Rio de Janeiro, 20 de Abril de 2026

Carro bomba deixa 15 mortos e 32 feridos em Bagdá

Quinta, 23 de Março de 2006 às 07:22, por: CdB

Pelo menos 15 pessoas, a maioria policiais, foram mortas quando um carro-bomba detonado por um militante suicida explodiu nesta quinta-feira do lado de fora do quartel-general da principal unidade criminal de Bagdá, informou o Ministério do Interior. O ministério afirmou que o motorista parou em um posto de controle e tinha seu veículo vistoriado quando detonou os explosivos.

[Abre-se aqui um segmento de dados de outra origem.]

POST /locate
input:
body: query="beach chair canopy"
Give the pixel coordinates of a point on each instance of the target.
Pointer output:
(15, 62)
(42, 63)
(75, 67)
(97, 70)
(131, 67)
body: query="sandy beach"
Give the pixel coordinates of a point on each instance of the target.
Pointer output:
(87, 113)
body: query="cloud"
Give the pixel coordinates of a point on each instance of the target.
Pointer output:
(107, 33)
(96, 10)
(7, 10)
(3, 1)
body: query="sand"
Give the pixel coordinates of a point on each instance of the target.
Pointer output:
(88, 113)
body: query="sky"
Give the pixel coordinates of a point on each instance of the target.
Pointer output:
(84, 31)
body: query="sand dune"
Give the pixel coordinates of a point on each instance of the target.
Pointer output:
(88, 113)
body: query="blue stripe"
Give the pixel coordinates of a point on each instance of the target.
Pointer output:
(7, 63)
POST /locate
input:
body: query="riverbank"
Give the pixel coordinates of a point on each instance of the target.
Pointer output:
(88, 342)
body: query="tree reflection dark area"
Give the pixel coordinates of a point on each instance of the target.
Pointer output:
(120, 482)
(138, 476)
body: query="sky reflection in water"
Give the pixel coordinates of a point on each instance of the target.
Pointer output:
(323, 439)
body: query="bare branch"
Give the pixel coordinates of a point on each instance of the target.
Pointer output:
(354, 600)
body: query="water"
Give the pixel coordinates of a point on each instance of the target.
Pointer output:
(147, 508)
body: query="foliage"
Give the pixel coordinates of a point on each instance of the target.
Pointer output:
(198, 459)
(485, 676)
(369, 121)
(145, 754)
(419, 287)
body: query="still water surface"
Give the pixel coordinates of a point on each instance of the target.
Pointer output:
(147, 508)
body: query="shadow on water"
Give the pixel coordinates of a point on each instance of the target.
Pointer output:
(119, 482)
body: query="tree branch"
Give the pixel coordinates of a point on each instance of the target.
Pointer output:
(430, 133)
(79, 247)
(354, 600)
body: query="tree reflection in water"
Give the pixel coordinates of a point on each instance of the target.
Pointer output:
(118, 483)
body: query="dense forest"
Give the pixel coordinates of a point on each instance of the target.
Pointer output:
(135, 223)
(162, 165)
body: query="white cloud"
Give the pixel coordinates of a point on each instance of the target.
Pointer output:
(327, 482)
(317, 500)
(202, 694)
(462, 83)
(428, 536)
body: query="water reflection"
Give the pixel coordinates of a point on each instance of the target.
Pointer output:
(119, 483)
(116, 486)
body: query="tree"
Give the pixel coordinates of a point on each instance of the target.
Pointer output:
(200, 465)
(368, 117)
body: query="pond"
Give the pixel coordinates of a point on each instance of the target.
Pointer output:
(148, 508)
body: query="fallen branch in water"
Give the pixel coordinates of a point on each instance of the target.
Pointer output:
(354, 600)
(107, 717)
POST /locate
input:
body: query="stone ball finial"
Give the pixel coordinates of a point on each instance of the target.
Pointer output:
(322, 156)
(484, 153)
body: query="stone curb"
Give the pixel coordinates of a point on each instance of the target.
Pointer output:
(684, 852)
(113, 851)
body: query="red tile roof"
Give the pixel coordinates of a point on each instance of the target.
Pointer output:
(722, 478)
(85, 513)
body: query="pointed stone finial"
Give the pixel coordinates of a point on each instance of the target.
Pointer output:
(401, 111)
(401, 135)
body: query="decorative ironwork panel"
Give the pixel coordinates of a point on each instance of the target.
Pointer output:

Entre os mortos, dez são policiais. Outras 32 pessoas ficaram feridas, disse o ministério. Insurgentes sunitas tentando derrubar o governo liderado pelos Estados Unidos têm atacado forças de segurança iraquianas quase diariamente. Este foi o terceiro dia consecutivo que policiais são alvos de ataques no Iraque. Muitos dos ataques, coordenados pelas forças de resistência à invasão do país, têm como alvo pontos decisivos para a administração iraquiana. Os guerrilheiros também protestam contra as condições dos prisioneiros iraquianos nas cadeias administradas pelos EUA.

Sob tortura

O Departamento de Defesa dos EUA estuda a proibição oficial do uso nos tribunais de todas as provas obtidas mediante tortura dos detidos na base naval de Guantánamo, em Cuba, informou nesta quarta-feira um porta-voz do órgão. Bryan Whitman disse que a proibição seria estabelecida num regulamento ou norma por escrito. Até agora, disse Whitman, o Departamento de Defesa não havia cogitado proibir esse tipo de prova, porque os promotores militares sempre as consideraram inadmissíveis e porque a política do próprio Pentágono proíbe as torturas.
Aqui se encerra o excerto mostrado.